Friday, December 19, 2014

NLRB: Employees May Use Employer Email on Nonworking Time

On December 11, 2014, the National Labor Relations Board issued a greatly anticipated decision in Purple Communications , Inc. v. Communications Workers of America, AFL-CIO. The Board held employees may use employer email systems for statutorily protected communications on nonworking time, unless the employer shows a business justification for prohibiting it. In reaching this decision, the Board overruled prior case law to respond to technological changes in society.

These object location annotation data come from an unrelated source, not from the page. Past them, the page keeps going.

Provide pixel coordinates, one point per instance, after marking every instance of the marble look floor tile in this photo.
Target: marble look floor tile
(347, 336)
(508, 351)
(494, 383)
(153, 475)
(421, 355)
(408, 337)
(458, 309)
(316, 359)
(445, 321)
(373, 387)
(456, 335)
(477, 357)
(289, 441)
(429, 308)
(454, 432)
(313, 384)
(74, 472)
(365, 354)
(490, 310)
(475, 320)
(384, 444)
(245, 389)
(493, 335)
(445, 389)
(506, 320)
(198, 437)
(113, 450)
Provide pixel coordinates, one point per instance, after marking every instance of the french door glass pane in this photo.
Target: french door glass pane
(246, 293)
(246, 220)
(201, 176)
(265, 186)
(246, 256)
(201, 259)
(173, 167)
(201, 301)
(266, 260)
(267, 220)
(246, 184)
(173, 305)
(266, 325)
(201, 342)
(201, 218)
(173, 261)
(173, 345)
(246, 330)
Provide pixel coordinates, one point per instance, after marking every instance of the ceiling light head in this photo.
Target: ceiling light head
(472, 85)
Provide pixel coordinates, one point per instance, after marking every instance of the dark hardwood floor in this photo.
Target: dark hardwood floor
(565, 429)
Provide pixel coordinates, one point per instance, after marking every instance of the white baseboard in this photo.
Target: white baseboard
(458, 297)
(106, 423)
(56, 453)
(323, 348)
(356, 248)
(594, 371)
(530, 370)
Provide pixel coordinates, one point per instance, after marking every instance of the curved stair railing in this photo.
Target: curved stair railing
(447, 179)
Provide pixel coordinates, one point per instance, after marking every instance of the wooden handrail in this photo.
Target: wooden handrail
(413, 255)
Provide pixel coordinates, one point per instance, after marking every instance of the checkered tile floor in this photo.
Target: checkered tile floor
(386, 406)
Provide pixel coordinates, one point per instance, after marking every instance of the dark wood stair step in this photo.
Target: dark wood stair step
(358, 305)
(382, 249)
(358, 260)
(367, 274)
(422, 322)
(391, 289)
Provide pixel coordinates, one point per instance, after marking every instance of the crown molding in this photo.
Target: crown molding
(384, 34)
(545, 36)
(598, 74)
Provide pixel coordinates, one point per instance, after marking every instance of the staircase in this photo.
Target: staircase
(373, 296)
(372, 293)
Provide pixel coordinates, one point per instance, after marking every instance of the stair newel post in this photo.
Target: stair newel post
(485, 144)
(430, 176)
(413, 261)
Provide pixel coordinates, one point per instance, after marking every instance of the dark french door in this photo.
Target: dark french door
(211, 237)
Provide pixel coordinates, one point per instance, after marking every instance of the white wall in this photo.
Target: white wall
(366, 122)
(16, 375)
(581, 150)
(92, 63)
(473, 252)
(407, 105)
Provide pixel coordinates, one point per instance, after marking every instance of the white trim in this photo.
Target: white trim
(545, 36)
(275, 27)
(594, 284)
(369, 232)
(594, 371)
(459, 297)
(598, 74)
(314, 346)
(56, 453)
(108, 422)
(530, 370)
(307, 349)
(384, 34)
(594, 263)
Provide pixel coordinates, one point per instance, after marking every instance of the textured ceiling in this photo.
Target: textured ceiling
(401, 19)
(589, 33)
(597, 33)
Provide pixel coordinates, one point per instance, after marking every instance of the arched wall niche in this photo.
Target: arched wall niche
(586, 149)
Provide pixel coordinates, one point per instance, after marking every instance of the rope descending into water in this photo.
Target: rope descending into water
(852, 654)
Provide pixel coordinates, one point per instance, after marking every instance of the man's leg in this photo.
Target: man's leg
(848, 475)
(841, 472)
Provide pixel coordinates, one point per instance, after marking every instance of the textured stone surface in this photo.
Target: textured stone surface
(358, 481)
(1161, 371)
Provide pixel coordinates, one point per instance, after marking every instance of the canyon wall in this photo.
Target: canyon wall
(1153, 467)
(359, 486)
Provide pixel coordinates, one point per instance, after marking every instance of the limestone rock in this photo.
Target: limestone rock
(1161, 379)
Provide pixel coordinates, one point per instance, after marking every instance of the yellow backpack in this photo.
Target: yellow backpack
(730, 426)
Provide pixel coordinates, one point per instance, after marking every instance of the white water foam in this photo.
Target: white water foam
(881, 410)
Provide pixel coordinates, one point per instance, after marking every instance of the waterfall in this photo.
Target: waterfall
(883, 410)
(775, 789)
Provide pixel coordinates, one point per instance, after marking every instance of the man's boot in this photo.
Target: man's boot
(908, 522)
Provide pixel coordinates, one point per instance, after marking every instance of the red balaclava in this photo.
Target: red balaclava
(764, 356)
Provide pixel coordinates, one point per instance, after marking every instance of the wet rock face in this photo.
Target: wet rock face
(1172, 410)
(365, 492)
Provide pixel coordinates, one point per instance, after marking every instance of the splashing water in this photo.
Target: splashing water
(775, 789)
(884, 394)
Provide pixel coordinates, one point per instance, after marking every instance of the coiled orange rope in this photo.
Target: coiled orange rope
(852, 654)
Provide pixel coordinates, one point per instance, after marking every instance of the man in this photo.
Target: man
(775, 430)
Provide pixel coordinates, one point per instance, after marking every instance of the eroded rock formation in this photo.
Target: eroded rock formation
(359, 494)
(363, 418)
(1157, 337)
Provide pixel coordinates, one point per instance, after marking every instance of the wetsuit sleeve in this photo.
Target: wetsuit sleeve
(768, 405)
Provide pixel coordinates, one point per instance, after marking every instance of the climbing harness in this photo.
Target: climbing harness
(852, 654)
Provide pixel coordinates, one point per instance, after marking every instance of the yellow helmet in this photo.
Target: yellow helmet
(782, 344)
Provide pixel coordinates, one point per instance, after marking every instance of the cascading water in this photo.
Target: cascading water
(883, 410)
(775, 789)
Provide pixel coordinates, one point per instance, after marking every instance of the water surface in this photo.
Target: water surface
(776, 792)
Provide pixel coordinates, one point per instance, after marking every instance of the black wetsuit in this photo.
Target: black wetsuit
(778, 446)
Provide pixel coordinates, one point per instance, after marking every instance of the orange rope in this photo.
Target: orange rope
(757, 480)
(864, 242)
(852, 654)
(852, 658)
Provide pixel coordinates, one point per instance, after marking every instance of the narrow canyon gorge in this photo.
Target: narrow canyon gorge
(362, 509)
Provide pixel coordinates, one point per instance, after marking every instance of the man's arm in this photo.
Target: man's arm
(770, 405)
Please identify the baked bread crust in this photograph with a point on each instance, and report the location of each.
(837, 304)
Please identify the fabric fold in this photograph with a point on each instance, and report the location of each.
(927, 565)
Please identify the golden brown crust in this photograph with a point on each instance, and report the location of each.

The Board overruled its 2007 decision in Register Guard, finding it "was clearly incorrect." Register Guard held an employer may completely prohibit employees from using the employer's email system for concerted activities protected under Section 7 of the National Labor Relations Act. Register Guard allowed employers to completely ban employees from using the employers email system for these purposes without demonstrating any business justification, so long as the ban was not applied discriminatorily.

Purple Communications overruled Register Guard, finding it undervalued employees' core Section 7 right to communicate in the workplace about their terms and conditions of employment, and granted too much weight to employers' property right. The Board noted statistics showing email has become the most pervasive form of communication in the business world. The Board also discussed the Supreme Court's decision in City of Ontario, California v. Quon, which found some personal use of employer email is common and usually accepted by employers.

The Board stressed its holding in Purple Communications is "carefully limited." The holding only applies to employees who have already been granted access to the employer's email system and does not require employers to provide such access. Also, an employer may justify a total ban on nonwork use of email by showing the ban is necessary to maintain production or discipline.  Employers may also impose uniform and consistent controls over its email system to the extent necessary to maintain production and discipline. The holding is limited to email access, and does not extend to other forms of electronic communication. Although a small step, this decision shows the Board's willingness to adapt to ever-increasing technological changes.

This decision is about access to employers' email systems, not confidentiality of those emails.  It is possible some employers will read emails sent through their email systems and labor leaders should use caution about what they send on an employers' email system.